Pourquoi les lycéens refusent d'être pris en otage
Les lycéens ne sont pour rien dans ces réformes et ne demandent qu'à passer leurs examens. Par RESPECT pour le travail fourni, les professeurs se doivent d'assurer le bon déroulement des épreuves. Leur conscience professionnelle devrait d'ailleurs les guider dans ce sens. Par comparaison, un médecin n'abandonnerait pas un patient qui a besoin de lui !
Boycotter les examens porterait atteinte au droit à l'enseignement. De surcroît, les élèves et leurs parents n'accepteraient pas l'annulation des épreuves.

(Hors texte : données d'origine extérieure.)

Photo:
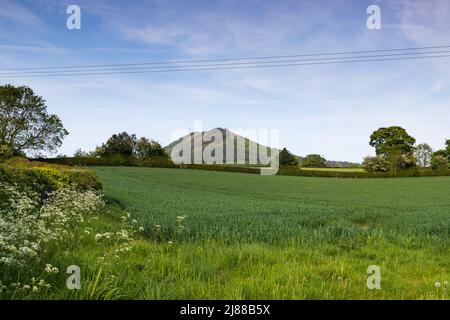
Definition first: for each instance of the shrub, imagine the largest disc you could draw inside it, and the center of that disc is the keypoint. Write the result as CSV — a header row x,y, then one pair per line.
x,y
27,226
314,161
5,152
287,158
45,178
376,164
439,162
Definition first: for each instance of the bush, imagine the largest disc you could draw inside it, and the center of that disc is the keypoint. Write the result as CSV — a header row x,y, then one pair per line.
x,y
45,178
411,172
314,161
28,227
376,164
439,163
115,160
5,152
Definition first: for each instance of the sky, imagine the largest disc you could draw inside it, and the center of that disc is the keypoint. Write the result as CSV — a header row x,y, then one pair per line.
x,y
326,109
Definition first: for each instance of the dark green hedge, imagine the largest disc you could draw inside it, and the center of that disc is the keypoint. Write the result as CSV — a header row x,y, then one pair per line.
x,y
111,161
45,178
287,171
412,172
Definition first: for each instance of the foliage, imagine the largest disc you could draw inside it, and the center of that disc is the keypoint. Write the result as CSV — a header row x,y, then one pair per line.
x,y
5,152
122,144
46,178
447,149
423,153
376,164
286,158
25,123
314,161
114,160
392,141
439,162
146,148
28,226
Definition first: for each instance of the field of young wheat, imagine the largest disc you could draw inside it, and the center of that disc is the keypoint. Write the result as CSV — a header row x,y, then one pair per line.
x,y
231,235
191,234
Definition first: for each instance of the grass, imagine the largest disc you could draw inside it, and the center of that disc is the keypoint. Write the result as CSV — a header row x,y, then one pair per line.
x,y
249,236
273,237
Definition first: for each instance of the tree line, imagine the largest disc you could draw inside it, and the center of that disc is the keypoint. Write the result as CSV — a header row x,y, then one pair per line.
x,y
25,125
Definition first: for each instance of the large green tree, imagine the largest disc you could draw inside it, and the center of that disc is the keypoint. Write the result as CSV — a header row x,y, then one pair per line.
x,y
287,158
314,161
146,148
447,149
25,124
423,154
122,144
392,141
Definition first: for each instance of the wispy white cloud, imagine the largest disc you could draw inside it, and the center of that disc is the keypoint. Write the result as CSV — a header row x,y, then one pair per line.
x,y
13,11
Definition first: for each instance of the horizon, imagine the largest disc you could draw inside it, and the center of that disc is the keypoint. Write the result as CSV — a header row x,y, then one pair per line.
x,y
325,109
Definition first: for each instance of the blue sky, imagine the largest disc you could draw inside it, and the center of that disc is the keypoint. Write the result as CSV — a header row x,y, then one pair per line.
x,y
327,109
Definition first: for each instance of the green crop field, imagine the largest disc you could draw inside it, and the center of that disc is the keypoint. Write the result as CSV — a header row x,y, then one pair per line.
x,y
275,237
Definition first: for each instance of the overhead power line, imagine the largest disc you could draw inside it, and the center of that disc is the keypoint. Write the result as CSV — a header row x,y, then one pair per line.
x,y
226,64
233,63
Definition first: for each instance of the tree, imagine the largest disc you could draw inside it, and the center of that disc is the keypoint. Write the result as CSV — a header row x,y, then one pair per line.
x,y
376,164
146,148
81,154
287,158
439,162
423,154
25,124
392,141
447,149
122,144
395,145
314,161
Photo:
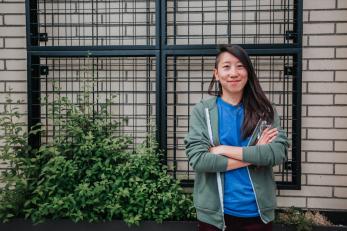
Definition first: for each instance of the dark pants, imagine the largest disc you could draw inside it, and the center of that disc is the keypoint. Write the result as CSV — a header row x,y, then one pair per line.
x,y
238,224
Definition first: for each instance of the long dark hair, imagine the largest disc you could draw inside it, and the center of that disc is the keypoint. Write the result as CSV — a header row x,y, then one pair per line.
x,y
255,103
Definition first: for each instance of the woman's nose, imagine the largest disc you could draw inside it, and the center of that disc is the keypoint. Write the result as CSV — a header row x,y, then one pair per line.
x,y
233,71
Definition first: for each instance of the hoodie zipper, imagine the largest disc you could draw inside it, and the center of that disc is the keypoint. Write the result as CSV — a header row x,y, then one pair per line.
x,y
255,195
218,175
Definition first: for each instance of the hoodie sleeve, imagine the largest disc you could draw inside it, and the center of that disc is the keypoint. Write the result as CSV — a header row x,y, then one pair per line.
x,y
197,145
270,154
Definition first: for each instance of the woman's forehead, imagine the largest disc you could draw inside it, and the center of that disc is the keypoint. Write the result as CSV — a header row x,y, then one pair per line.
x,y
226,57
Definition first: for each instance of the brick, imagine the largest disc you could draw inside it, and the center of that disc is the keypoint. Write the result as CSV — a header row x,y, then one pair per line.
x,y
341,99
326,203
341,52
15,42
2,64
13,75
318,28
314,145
316,122
341,169
12,8
291,201
327,111
340,146
327,88
337,134
317,168
341,27
12,31
341,4
318,53
303,110
319,4
304,41
305,16
341,76
328,64
340,192
328,15
315,191
326,180
319,76
12,53
328,40
327,157
341,122
16,65
16,87
303,134
318,99
15,20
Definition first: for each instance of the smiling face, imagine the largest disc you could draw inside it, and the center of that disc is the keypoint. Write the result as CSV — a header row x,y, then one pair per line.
x,y
232,75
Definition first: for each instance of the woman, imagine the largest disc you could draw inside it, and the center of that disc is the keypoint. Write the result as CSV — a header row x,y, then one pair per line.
x,y
234,186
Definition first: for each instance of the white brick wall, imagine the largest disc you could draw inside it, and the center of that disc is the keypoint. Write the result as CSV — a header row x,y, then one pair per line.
x,y
325,147
324,110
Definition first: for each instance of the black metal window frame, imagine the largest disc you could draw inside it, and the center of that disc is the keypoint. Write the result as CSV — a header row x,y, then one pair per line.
x,y
161,51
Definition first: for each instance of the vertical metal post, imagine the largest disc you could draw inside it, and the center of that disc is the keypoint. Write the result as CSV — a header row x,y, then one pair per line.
x,y
33,71
297,86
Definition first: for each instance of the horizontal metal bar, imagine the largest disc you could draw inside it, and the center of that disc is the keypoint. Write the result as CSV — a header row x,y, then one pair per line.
x,y
214,51
95,53
85,48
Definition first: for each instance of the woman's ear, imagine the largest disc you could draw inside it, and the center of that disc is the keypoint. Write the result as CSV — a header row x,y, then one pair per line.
x,y
215,74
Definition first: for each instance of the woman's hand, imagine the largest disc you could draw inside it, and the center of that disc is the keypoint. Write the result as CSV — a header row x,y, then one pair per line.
x,y
268,135
219,150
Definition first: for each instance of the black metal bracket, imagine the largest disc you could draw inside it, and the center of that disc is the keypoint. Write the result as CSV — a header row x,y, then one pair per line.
x,y
44,70
288,70
43,37
291,35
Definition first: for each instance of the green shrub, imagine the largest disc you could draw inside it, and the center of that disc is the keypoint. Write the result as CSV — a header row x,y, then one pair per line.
x,y
89,172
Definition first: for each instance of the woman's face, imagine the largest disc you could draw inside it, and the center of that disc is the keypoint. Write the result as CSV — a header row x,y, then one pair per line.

Bac 2025 : un appel à la responsabilité des enseignants
Professeurs, ne nous empêchez pas de valider notre année. Mesurez les conséquences de vos actes. Soyez cohérents : vous nous incitez à réviser avec rigueur, et simultanément, vous envisageriez de bloquer le bac ? Quel message cela enverrait-il ?
Les élèves refusent catégoriquement de servir de monnaie d'échange dans ce conflit.
Cette affirmation m'interpelle : « Si les examens se passent mal, ce sera de la faute du gouvernement et non celle des professeurs. » Il est facile de rejeter la responsabilité sur autrui, mais il faut assumer ses choix. Le gouvernement a ouvert des pistes de négociations (décentralisation) et a révisé sa position sur plusieurs points (calcul de la retraite, minimum garanti...). Les syndicats, eux, réclament le retrait pur et simple des réformes. Est-ce là l'esprit du dialogue ?
Craignons de devenir les victimes d'un bras de fer syndical. Informons-nous et analysons la situation avec lucidité !
Élevons le débat au-dessus des clivages politiques et laissons place au savoir-vivre.
Nous comptons sur vous, chers professeurs, pour accorder à vos élèves l'importance qu'ils méritent et garantir le passage de nos examens.